A tendência de reprodução de estereótipos mantém-se em relação às aspirações profissionais. Da lista do que as meninas querem “ser” em adultas fazem parte “farmacêutica”, “professora”, “cabeleireira”, “fotógrafa”, “cantora”, “dançarina”, “actriz”, “manequim”, “maquilhadora”, “médica” ou “historiadora”. Os rapazes desejam carreiras essencialmente relacionadas com o desporto (“futebolista”  e “voleibolista”), mas há quem queira ser “pintor”, “designer”, “trolha”, “educador infantil”, “super-herói” ou simplesmente “famoso e importante”.

Homossexuais não podem constituir família
Verificou-se também que todas as crianças concordam que um casal heterossexual pode constituir uma família. Mas que muitas – mais de metade – discordam que o mesmo se passe com os homossexuais. Sustentam esta opinião dizendo que os casais homossexuais não se podem reproduzir entre si, e, para além disso, não partilham ligações sanguíneas.

Este tema é um bom exemplo, refere a investigadora Zélia Anastácio, daqueles que normalmente criam desconforto aos docentes que alegam não se sentirem no direito de impor às crianças perspectivas que não se enquadram nas transmitidas pelas famílias. “O objectivo não é esse, claro. É proporcionar a discussão, a reflexão, o pensamento crítico e promover a capacidade de fazer opções conscientes e fundamentadas”, afirma.

Zélia Anastácio sublinha ainda que, desde que sejam previamente informados do trabalho a desenvolver, os pais normalmente não só aceitam as actividades relacionadas com a Educação Sexual como ficam aliviados. "Depois de receberem formação, os próprios professores costumam afirmar que têm mais facilidade em conversar sobre estes temas com os seus alunos do que com os próprios filhos", comenta.

Com quem falar sobre sexualidade?
Quando a orientadora perguntou nos vários grupos de discussão com quem falavam ou como se informavam quando tinham dúvidas sobre os diferentes assuntos que tinham debatido, ouviu falar nos pais, nos irmãos, nos amigos, na televisão e nos livros. No entanto, 65% das crianças responderam dizendo que não conversavam com quem quer que fosse sobre questões relacionadas com a sexualidade. Os motivos apresentados para essa falta de diálogo foram vários, desde a timidez à ausência de receptividade por parte dos pais e de outros familiares.

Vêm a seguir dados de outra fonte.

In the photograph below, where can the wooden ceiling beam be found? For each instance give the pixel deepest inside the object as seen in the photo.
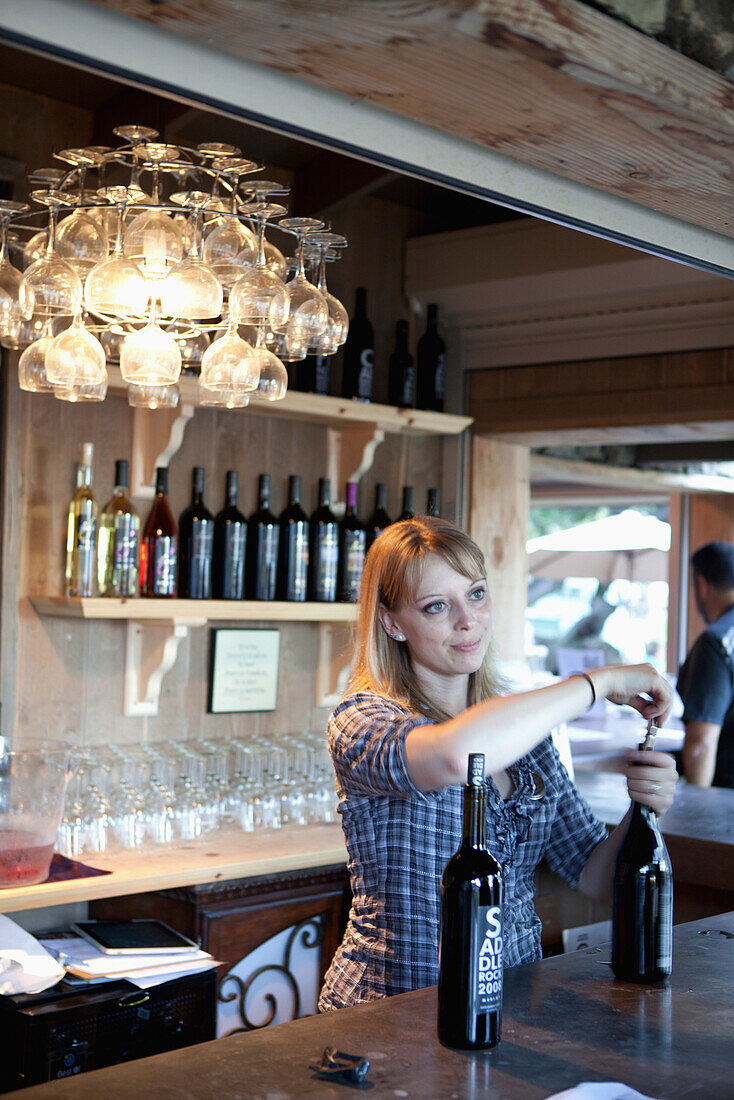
(552, 84)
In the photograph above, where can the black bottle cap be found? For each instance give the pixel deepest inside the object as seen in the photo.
(475, 771)
(121, 473)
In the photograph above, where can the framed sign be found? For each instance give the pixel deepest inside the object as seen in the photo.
(242, 670)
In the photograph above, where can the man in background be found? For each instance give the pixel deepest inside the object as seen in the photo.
(705, 681)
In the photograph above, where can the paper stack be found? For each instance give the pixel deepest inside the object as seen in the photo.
(83, 959)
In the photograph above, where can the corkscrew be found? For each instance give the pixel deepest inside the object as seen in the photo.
(650, 735)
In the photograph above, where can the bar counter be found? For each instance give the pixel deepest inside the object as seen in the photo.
(566, 1020)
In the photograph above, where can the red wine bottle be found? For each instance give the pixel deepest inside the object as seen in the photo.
(159, 556)
(196, 535)
(642, 906)
(293, 563)
(470, 957)
(352, 548)
(324, 552)
(359, 353)
(230, 546)
(263, 538)
(431, 365)
(407, 512)
(402, 370)
(314, 374)
(379, 520)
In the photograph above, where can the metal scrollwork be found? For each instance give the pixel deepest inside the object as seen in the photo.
(310, 935)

Zélia Anastácio faz notar, a propósito, que “há uma moral inibitória que muitas vezes é imposta às crianças a partir do momento em que estas começam a fazer perguntas,  às vezes aos 3, 4 anos". "Quando não respondem, quando fazem de conta que não ouvem, desviam a conversa ou dizem que mais tarde explicam, os pais estão a transmitir uma informação muito clara e que as crianças percebem perfeitamente – a de que abordaram um assunto sobre o qual não podem falar à vontade”, diz.

Esta investigadora referiu que o estudo em causa, por ser qualitativo, feito numa escola com algumas particularidades e com uma amostra pequena "não pode ser generalizado", mas frisou que as conclusões coincidem com as de outros trabalhos realizados anteriormente.